Supercomputers are typically huge and expensive, and they take an awful lot of power to run. Looking for a cheaper way allow developers to build and test high performance computer system software, the Los Alamos National Laboratory turned to the ubiquitous Raspberry Pi and Australia's BitScope.
The Los Alamos National Laboratory is already home to one of the top 10 supercomputers in the world, the Trinity, but the lab needed a relatively inexpensive and scalable way to accommodate developers and researchers who couldn't get access to large systems for research and development in system software.
"The Raspberry Pi modules let developers figure out how to write this software and get it to work reliably without having a dedicated testbed of the same size, which would cost a quarter billion dollars and use 25 megawatts of electricity," said LANL's Gary Glider.
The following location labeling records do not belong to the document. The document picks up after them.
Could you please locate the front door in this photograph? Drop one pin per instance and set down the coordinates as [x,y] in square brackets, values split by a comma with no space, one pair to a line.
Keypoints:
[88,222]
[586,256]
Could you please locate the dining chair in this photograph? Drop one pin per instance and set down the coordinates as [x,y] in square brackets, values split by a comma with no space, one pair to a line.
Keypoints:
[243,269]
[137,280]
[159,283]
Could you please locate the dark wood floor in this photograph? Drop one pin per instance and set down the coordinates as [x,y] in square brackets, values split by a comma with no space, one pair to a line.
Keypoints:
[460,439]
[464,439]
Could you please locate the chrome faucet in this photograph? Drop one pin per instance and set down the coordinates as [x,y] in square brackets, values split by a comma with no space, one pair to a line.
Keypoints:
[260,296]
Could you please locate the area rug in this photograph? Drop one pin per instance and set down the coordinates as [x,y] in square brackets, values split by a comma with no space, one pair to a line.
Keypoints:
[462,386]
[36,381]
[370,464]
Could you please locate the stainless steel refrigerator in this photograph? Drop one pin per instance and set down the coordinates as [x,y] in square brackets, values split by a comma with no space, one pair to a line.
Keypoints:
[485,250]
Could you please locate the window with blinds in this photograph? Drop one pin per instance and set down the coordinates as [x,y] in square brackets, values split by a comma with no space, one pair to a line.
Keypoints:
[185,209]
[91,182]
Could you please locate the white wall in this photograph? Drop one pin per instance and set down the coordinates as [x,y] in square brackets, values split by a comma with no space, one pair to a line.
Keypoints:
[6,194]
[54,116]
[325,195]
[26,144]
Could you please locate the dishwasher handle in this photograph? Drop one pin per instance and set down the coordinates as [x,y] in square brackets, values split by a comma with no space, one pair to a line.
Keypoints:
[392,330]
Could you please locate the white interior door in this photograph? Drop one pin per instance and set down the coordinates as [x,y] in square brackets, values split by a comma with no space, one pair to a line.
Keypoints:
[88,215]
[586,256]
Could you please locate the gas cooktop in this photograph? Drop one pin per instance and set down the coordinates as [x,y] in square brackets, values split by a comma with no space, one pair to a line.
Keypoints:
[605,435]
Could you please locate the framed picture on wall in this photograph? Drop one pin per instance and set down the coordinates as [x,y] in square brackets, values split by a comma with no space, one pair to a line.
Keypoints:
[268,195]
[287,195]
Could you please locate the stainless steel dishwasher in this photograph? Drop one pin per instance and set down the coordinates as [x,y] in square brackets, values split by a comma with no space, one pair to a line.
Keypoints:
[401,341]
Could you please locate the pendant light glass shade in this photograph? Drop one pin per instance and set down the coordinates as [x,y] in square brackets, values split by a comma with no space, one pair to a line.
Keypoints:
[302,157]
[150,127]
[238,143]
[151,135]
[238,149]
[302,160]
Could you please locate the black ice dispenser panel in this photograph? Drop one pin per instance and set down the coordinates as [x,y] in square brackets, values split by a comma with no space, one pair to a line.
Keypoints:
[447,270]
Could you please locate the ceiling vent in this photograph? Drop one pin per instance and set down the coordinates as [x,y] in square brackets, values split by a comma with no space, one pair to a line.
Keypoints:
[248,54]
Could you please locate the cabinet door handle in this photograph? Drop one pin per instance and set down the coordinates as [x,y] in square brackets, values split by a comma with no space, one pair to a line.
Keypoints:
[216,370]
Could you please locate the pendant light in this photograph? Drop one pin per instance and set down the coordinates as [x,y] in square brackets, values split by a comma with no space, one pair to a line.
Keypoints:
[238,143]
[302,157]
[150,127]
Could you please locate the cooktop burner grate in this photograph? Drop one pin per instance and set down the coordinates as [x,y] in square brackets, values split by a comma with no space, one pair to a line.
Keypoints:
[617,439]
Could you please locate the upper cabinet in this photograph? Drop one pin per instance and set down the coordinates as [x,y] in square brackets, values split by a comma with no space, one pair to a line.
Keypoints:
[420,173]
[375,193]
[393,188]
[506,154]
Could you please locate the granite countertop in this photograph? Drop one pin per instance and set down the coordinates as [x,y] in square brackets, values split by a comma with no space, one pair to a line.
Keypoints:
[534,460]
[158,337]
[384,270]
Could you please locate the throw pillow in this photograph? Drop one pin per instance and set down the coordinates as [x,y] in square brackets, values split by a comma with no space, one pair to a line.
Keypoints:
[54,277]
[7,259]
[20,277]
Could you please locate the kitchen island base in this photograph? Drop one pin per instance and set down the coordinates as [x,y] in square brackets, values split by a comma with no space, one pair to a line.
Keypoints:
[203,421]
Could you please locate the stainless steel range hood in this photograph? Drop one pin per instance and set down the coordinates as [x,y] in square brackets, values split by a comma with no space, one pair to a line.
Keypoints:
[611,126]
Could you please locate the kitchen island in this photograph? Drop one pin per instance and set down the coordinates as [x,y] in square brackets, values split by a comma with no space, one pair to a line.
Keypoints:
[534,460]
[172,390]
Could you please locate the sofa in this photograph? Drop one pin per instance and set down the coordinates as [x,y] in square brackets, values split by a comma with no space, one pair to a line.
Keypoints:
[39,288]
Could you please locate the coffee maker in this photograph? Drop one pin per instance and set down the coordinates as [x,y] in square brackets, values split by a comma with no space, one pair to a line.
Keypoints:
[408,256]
The BitScope solution was designed and built in under 3 months and features 750 nodes made up of five BitScope rack mount modules. Each Pi rocks a 64-bit, 1.2 GHz quad-core ARM processor, and the 150 mini computers in each of the modules combine to offer up to 3,000 available cores as a parallel testbed for developers and researchers to design and test system software before launching it on larger systems like Trinity.
The setup estimated to cost less than US$150 per node and runs at under 5 W per node. As well as system software development, the cluster could also find use in sensor network simulations, high performance networking research and the internet of things.
The BitScope Cluster Modules are expected to go on sale early next year.